The period 1978-1990 witnessed a process of gradual merging of the two urban systems, at least functionally if not politically. Interaction among the cities in the Zhujiang Delta grew dramatically. Hong Kong's economic and perhaps cultural influences overshadowed those of Guangzhou in the regional urban system in almost every aspect: from population size to industrial output, the value and growth of foreign trade, foreign investment, telecommunications, international flights, fashion, and pop songs. In other words, China's open policy has submitted Guangzhou and other Zhujiang cities to the dominance of Hong Kong. Like Macau, which in fact grew less dependent on Hong Kong, Guangzhou was relegated to the position of a second-order city. Other Zhujiang Delta cities can be identified as third- and fourth-order cities following the merging of the two independent city systems. Also worth mentioning is the creation of two border cities - Shenzhen and Zhuhai. From a small border town, Shenzhen, in particular, has been growing very rapidly since the early 1980s (over 30 per cent per annum). Its total population (permanent and temporary residents) is now almost half that of Guangzhou. Also, other small cities and towns have grown faster than Guangzhou. According to Xu and Li (1990), there are signs that the region's system of cities is heading towards a rank-size, log-normal, or Pareto distribution.

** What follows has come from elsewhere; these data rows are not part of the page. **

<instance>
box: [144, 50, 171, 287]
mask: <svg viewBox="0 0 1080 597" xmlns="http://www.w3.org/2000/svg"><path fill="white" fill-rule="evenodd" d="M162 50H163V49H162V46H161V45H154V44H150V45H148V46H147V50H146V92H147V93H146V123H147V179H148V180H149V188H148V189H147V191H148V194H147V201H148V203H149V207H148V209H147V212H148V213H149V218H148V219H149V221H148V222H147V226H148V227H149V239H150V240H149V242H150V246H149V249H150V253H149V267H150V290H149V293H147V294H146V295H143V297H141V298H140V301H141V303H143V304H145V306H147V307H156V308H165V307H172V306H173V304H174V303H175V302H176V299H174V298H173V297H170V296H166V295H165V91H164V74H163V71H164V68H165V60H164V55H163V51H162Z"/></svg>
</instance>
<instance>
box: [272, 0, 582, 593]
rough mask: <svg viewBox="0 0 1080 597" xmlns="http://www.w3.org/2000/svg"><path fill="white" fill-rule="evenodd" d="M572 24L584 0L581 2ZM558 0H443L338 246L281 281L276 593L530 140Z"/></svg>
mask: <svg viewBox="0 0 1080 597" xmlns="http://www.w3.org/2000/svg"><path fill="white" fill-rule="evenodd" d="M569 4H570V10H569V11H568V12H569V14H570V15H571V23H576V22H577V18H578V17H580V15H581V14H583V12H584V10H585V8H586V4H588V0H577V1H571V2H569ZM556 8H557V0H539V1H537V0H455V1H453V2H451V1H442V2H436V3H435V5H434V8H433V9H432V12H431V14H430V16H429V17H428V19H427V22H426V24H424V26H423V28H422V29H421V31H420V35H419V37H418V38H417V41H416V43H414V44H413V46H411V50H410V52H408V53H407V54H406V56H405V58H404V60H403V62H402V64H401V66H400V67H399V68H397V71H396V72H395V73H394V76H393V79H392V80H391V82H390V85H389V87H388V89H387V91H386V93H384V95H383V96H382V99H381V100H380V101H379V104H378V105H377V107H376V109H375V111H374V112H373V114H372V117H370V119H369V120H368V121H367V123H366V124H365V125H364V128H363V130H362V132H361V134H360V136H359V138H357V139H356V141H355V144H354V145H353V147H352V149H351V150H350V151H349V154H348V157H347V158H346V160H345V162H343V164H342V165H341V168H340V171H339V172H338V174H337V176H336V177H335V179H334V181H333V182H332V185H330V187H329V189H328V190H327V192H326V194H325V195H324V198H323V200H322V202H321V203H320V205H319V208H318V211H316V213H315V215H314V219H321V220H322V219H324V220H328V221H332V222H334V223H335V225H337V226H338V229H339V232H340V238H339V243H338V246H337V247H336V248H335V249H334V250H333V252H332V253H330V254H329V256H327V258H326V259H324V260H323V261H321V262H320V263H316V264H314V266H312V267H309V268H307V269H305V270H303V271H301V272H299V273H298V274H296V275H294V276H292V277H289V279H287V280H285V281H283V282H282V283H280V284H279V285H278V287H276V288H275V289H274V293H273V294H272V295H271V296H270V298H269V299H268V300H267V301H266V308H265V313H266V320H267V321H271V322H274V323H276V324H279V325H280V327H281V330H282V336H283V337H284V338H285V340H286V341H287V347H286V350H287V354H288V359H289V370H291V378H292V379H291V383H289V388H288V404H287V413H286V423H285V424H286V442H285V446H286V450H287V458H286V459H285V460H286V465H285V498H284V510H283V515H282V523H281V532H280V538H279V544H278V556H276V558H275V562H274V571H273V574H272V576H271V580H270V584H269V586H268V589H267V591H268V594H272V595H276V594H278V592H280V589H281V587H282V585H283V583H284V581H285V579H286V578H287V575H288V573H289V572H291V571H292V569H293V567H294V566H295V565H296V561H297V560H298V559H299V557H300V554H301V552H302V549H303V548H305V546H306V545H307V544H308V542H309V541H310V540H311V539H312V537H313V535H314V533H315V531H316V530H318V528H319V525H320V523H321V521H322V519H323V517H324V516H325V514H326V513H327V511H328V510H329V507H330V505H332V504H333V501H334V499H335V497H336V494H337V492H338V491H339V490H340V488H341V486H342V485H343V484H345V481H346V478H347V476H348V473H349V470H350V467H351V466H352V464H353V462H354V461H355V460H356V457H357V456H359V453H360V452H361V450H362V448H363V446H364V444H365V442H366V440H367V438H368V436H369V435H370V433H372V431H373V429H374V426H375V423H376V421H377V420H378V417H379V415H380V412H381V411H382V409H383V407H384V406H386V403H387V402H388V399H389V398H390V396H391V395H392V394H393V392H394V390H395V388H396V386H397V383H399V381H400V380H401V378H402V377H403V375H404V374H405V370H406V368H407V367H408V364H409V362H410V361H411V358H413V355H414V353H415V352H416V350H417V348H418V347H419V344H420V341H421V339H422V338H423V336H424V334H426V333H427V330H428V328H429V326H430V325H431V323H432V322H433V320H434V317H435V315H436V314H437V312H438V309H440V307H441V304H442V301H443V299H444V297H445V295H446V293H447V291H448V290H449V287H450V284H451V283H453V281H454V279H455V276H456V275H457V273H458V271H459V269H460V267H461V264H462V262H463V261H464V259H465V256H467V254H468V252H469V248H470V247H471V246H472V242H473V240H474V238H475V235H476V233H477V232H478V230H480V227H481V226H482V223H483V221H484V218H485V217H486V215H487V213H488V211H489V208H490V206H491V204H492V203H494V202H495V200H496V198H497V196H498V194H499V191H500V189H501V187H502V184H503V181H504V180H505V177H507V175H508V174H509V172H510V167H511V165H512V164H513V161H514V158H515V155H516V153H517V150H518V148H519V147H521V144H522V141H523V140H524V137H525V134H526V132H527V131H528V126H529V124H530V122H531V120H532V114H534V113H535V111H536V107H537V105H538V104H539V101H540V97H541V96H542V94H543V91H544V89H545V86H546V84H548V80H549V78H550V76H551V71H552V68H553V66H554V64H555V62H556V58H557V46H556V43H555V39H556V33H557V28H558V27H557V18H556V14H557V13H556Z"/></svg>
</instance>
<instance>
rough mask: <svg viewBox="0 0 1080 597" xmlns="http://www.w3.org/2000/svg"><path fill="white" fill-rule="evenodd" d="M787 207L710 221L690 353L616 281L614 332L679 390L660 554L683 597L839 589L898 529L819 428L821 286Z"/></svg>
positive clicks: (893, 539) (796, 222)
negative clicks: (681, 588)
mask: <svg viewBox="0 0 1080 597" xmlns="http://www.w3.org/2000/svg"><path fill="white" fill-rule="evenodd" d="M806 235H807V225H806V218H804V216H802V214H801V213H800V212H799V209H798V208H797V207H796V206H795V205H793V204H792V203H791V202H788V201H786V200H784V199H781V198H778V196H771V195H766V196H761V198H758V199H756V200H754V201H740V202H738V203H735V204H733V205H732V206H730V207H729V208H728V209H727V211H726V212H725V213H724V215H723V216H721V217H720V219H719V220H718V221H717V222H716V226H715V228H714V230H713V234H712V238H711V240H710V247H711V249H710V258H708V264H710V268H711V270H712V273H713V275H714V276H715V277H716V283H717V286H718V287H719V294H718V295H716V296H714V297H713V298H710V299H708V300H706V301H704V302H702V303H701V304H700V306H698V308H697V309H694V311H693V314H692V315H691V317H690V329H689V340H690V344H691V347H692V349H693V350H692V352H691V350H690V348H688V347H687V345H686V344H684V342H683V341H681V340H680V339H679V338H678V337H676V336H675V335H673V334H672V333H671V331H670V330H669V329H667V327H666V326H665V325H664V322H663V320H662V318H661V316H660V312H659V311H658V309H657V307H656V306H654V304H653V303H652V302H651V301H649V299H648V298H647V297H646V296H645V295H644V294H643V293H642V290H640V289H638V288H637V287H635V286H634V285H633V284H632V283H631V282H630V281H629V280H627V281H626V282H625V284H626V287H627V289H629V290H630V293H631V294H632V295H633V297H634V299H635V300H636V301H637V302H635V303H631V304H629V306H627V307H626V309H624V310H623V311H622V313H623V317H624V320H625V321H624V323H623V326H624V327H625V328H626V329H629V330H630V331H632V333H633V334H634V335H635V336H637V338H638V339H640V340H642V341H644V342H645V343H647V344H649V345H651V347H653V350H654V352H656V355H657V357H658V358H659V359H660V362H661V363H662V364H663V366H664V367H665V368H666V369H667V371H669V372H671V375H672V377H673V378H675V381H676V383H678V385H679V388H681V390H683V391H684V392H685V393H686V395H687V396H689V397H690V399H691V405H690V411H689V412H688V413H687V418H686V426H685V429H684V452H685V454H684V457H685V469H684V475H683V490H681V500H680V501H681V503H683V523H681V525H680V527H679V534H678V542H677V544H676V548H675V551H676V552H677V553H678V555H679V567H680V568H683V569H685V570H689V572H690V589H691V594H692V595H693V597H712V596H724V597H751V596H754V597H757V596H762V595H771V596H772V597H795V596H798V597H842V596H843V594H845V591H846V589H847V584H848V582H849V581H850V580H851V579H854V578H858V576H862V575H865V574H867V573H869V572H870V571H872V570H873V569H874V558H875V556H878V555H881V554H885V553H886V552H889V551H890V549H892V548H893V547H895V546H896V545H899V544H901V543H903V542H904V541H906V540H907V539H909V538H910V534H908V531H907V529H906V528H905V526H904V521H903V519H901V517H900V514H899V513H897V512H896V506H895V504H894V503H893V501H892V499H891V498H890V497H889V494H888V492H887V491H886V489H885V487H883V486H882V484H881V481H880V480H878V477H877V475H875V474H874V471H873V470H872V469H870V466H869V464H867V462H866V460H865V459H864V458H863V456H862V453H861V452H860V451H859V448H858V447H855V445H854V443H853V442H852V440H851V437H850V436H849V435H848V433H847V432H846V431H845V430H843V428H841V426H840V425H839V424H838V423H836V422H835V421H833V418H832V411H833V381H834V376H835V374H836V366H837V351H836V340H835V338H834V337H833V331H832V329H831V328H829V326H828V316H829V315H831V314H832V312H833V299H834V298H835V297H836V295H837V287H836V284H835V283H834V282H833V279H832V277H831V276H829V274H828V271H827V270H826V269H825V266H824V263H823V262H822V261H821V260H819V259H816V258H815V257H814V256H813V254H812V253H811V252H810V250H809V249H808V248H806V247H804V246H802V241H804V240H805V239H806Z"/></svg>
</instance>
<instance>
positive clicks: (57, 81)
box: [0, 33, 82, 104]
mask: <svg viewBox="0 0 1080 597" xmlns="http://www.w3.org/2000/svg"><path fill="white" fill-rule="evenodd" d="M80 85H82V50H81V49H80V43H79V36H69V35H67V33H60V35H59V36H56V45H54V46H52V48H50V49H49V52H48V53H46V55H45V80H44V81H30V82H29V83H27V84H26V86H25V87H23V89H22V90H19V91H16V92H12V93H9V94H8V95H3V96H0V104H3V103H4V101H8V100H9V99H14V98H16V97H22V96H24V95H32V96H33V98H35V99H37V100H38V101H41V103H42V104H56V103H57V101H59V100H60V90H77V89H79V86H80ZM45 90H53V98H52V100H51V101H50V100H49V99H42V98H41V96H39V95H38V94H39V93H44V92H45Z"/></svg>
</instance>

With the improvements of roads, railways, highway bridges, and telecommunications planned or under construction, plus rapid urbanization of the rural countryside, the functional integration of the cities, towns, and even villages in the Zhujiang Delta region will advance by leaps and bounds. By the year 2000, it will not be surprising if the region under study becomes a megalopolis comparable to other megalopolises of the world (Chu, Yeung, and Lam, 1989).

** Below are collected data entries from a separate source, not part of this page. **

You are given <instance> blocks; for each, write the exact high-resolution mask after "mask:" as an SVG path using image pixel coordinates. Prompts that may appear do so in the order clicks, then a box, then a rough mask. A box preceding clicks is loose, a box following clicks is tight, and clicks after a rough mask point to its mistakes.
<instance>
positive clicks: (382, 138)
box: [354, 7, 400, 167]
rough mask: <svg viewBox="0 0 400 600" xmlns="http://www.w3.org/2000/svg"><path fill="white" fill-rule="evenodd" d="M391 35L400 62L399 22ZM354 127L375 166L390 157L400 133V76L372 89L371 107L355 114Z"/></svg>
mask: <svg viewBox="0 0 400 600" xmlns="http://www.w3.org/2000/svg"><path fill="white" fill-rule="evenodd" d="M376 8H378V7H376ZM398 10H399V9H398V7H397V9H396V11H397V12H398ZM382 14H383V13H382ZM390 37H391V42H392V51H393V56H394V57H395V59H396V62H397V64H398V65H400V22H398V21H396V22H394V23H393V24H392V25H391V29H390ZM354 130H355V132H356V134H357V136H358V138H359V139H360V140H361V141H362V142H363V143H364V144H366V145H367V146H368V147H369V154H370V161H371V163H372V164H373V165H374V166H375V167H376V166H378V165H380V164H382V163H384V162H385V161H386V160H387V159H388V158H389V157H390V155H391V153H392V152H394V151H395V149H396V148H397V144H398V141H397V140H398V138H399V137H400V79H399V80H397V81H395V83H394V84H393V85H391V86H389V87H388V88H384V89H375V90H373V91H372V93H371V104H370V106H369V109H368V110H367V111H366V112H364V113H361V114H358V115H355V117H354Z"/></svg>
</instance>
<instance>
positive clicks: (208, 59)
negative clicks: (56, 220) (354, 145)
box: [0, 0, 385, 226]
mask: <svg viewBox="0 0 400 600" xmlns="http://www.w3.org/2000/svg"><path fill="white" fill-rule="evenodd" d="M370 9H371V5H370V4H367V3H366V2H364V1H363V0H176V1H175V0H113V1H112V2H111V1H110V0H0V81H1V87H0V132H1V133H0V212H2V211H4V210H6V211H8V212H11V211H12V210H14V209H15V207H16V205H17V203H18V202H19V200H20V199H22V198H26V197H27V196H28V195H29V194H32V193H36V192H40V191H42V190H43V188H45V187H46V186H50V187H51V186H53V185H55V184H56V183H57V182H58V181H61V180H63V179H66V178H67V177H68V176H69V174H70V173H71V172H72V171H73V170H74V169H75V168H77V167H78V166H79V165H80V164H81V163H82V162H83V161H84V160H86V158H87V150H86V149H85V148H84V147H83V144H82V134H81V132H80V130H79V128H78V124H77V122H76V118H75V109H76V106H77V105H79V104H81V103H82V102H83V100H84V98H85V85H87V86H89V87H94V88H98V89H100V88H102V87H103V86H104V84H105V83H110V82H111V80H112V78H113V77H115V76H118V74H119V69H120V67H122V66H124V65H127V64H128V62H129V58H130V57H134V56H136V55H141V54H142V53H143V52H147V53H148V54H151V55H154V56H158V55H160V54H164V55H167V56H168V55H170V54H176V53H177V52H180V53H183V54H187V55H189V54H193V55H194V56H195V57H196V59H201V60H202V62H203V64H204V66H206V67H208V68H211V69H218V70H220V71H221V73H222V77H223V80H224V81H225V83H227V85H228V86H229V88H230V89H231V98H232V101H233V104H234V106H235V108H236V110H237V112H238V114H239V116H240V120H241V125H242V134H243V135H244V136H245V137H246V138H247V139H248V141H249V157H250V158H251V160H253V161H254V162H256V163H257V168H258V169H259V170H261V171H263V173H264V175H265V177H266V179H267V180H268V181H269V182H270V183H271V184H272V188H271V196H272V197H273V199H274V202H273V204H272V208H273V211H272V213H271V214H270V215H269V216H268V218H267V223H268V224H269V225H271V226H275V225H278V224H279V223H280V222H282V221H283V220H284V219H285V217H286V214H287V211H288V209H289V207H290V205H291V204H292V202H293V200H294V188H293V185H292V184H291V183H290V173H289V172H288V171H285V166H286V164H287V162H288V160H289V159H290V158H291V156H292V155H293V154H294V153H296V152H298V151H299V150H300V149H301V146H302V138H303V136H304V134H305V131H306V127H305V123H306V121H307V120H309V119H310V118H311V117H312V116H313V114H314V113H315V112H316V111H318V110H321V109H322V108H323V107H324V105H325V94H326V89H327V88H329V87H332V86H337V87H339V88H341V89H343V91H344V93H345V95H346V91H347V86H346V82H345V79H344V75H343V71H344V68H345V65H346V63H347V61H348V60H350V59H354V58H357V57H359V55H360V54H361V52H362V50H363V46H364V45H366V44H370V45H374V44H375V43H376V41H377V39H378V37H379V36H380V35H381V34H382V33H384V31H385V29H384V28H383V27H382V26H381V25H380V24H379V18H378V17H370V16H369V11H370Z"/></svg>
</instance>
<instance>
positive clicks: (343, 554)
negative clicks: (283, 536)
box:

The making of the Zhujiang Delta megalopolis is now being accelerated by many factors:
the reversion to China of Hong Kong in 1997 and of Macau in 1999;
the completion of the first stage of the Hong Kong-Guangzhou-Macau superhighway in 1993;
the completion of the nuclear power plant in Daya Bay in 1993, plus many other coal-fired thermal plants in the near future;
the increasing use of new communications technology such as faxes, mobile phones, satellite TV;
a new package of economic reforms;
institutional and administrative reforms;
the rationalization and commercialization of agriculture;
industrialization, both urban and rural;
the rise in average per capita incomes and an enlarging domestic market;
desakota urbanization/extended metropolis.